Apart from that ambiguity – something to be hashed out between the Secretary and the President – the most important words from the President about the second strike were the following:

“I wouldn’t have wanted that – a second strike. The first strike was very lethal. It was fine.”

Personally, I’ve defended the policy of bombing the drug smuggling fast boats. It’s a close call, legally, but the drug problem in America is very serious.

In the legal profession, there’s an expression: Hard facts make for hard law. America’s drug problem is a hard fact, and dealing with it requires some hard laws.

For that reason, I reluctantly support bombing fast boats loaded with lethal drugs in order to stop the drugs from entering America. I admit, it seems they could instead be simply followed and apprehended when they reach our shores, but Presidents get a lot of latitude in these matters of foreign affairs. I’ll give him that latitude in view of the seriousness of our drug problems.

But launching a second missile after the first missile wrecked and incinerated the boat, just for the purpose of killing the helpless survivors of the first missile, is a quite different thing.

Suppose the military had boarded the boat and found the two wounded survivors, rather than firing a second missile. Does anyone seriously contend they would be justified in executing them on the spot with a gun to their heads? If not, then why are they justified in executing them with a second missile launched from a different spot?

I think the President was right. The first strike was enough to stop the boat.

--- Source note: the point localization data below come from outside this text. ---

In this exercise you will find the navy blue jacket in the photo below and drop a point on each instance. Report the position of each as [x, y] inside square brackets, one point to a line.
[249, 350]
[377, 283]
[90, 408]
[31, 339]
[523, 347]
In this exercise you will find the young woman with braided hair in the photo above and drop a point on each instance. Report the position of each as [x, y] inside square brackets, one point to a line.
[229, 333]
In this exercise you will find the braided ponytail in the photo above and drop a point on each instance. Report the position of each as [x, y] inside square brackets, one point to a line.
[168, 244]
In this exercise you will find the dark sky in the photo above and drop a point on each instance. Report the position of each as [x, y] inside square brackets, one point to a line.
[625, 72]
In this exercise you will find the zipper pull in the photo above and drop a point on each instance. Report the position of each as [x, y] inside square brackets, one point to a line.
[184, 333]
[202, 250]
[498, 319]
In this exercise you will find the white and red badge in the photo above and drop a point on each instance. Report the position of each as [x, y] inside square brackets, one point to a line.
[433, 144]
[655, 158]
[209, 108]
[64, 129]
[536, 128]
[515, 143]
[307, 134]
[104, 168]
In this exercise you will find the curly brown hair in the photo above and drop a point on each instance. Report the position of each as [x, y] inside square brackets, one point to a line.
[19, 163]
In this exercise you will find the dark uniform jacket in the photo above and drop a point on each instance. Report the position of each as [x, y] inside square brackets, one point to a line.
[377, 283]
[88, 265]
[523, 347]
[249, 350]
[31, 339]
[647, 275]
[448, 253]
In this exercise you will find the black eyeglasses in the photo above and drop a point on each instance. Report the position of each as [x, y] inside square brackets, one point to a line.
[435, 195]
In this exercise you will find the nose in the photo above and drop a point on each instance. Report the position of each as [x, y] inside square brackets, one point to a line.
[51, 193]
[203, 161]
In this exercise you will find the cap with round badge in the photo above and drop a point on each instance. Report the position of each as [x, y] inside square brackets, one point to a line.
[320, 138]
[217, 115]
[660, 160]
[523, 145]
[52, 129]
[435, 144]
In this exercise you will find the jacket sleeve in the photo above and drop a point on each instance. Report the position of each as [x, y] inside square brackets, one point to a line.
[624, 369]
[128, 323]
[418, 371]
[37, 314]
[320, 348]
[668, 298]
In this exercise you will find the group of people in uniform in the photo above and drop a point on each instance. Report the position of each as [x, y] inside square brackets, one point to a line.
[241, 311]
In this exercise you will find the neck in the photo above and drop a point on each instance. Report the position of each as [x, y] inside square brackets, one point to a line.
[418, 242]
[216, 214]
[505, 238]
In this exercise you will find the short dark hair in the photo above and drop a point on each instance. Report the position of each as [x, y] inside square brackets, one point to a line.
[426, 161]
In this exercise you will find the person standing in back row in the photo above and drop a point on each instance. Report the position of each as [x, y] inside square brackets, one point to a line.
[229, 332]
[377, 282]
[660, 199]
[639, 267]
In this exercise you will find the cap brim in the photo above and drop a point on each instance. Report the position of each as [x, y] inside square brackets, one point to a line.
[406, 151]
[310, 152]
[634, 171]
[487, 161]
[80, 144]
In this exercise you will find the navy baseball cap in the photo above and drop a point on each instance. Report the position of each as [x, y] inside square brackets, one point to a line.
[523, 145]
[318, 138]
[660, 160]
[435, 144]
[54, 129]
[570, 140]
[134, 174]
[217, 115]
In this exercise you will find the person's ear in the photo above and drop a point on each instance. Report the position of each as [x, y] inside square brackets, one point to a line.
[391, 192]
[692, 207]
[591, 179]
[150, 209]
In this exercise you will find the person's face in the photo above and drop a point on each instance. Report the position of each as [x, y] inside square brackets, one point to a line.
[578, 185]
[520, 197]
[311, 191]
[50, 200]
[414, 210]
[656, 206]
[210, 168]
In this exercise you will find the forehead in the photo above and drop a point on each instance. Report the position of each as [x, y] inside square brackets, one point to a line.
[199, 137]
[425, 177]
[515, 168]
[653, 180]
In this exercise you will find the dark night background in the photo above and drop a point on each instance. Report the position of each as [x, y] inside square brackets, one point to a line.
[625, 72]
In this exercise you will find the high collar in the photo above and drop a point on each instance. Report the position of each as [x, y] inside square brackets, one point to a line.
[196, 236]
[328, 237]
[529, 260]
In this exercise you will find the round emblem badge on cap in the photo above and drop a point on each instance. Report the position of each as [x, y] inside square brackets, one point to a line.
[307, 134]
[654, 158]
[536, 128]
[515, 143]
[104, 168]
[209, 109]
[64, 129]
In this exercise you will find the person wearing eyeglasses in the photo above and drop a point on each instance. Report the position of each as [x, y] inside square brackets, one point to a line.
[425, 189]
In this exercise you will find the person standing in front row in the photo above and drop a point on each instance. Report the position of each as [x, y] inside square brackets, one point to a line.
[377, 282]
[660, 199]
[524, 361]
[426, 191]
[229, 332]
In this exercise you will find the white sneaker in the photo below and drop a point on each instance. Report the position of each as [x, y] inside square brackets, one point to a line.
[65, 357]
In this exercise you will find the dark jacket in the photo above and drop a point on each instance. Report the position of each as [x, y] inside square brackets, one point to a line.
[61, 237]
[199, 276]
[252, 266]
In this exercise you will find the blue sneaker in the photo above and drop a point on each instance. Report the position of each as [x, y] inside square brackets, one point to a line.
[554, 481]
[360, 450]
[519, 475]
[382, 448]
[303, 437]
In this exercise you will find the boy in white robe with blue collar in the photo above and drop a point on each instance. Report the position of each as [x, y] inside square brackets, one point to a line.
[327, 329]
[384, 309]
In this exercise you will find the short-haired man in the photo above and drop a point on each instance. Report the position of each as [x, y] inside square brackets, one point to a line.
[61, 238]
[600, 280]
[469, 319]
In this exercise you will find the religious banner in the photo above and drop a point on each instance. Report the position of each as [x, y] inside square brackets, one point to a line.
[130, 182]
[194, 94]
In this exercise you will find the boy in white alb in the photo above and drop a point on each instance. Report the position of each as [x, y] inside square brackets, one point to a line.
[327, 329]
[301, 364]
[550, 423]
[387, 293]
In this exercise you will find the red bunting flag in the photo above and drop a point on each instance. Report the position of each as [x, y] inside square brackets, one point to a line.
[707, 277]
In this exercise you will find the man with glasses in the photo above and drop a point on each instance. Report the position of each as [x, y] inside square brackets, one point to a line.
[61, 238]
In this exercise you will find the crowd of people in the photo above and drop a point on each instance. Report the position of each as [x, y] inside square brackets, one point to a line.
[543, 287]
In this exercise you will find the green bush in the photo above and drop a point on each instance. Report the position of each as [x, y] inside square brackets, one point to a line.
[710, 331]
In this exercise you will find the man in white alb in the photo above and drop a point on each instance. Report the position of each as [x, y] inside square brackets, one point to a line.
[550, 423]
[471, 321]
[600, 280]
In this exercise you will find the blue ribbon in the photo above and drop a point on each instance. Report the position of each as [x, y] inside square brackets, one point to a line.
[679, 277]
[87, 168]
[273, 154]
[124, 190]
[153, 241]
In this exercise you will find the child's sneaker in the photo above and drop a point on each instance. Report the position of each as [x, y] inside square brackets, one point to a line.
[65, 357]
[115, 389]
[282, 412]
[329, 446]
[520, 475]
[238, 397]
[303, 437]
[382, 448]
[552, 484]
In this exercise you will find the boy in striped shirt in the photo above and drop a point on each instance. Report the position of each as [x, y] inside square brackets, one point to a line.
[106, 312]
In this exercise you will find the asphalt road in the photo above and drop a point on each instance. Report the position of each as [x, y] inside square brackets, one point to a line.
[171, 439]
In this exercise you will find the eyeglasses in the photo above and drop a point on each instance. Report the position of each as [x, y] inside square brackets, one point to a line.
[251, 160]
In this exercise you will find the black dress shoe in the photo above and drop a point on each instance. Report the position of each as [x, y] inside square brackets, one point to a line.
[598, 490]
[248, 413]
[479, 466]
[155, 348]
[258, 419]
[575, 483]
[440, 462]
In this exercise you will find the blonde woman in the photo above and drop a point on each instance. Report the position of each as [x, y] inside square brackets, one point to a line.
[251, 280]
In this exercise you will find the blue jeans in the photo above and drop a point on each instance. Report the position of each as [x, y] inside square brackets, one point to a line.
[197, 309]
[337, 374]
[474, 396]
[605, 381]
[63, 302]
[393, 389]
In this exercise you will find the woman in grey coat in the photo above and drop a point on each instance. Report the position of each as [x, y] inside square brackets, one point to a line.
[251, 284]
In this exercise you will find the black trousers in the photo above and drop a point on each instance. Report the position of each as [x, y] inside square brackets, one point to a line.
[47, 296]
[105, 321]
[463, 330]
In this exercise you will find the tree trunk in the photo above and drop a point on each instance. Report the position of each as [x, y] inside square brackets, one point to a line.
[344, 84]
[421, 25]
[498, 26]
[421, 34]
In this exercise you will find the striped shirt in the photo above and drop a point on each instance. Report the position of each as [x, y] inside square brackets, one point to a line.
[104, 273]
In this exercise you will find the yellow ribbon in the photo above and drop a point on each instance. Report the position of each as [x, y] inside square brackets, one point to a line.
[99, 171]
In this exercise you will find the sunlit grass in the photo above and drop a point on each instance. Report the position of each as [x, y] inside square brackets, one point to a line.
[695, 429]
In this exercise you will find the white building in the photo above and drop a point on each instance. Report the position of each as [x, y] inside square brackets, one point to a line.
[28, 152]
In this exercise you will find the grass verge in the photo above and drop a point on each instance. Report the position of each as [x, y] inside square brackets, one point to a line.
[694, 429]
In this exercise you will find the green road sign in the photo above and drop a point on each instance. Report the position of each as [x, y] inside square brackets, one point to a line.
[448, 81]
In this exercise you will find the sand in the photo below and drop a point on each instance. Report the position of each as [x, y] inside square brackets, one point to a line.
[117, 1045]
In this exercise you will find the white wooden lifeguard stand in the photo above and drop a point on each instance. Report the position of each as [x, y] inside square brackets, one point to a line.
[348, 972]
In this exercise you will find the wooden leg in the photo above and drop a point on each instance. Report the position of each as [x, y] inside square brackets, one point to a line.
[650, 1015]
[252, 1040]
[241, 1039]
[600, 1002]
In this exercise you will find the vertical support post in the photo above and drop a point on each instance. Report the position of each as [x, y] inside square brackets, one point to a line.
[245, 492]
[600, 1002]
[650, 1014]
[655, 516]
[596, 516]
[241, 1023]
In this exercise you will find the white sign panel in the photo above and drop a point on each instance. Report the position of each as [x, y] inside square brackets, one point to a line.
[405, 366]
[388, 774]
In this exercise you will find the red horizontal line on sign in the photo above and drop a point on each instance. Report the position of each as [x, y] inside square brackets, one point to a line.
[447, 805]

There was no need to launch a second missile to kill the two wounded survivors in the water. Those killings were not necessary to the mission.

There’s a word for unnecessary killings. It’s on the tip of my tongue . . .

Like the President, I have little sympathy for drug runners, and if they die in the course of their criminality we shed no tears. But the President also knows that to murder them as they flail wounded in the water, well, that would make him worse than them. No thanks.